Indigenous water protectors, CUPE leaders Gina McKay, Gord Delbridge, and elected CUPE MB Indigenous Representative Brandon Murdock, Elder Gramma Shingoose, the Southern Thunderbird Medicine Drum group, and speakers including NDP MLA for Winnipeg-St Johns Nahanni Fontaine and activist Sadie Lavoie gathered at the Oodena Celebration Circle at the Forks to mark World Water Day on Wednesday.
Water issues continue to disproportionately impact Indigenous communities, according to advocates speaking at a World Water Day event at the Odena Circle Wednesday night.
“World Water Day is really important to reflect on our impact on water and water systems here in Canada, on Turtle Island and globally in the world,” said Sadie Lavoie, one of the speakers. About 30 people attended the event held at the Forks in Winnipeg to mark the annual UN observance day to raise awareness about the importance of fresh water. It’s estimated that about 2 billion people live without access to fresh water.
Lavoie has been an advocate for water protection and sustainability in Manitoba for years, and previously worked for Wa Ni Ska Tan, which is an Indigenous-led alliance of hydro impacted communities.

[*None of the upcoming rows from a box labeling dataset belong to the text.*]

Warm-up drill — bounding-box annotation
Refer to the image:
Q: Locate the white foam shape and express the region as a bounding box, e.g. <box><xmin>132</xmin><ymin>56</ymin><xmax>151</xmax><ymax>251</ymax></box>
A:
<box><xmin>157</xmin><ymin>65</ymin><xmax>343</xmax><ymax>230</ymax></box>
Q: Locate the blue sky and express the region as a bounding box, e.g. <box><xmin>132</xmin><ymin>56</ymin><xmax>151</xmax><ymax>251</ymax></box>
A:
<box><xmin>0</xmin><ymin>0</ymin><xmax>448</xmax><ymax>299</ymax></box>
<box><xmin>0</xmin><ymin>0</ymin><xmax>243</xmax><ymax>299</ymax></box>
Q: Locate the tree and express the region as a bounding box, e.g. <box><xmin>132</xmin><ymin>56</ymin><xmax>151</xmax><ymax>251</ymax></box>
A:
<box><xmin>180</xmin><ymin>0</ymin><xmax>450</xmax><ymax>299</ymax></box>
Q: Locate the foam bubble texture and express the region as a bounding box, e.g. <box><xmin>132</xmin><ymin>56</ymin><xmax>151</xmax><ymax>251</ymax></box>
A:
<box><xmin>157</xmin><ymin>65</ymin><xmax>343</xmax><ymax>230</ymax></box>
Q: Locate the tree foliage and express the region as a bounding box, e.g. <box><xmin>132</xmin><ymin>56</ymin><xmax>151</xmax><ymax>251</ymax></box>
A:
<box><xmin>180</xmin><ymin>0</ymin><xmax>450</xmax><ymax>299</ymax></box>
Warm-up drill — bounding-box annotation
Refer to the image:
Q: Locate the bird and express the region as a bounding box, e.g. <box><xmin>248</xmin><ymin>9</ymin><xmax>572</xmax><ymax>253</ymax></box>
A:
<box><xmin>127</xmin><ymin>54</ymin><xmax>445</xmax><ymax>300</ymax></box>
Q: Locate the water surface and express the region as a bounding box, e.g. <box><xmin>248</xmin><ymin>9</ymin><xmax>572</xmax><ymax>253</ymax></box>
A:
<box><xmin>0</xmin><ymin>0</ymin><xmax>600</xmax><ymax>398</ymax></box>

“It’s frustrating, it’s sad because we’ve been talking about this for years, if not decades,” Lavoie said about the 32 boil water advisories in First Nations communities across Canada.
CBC: ‘A human rights issue that has been overlooked’: Winnipeggers mark World Water Day
CUPE’s new Water is Life poster, created by artist Aaron Paquette, was unveiled at the event, where free copies were eagerly received by dozens of participants at the gathering.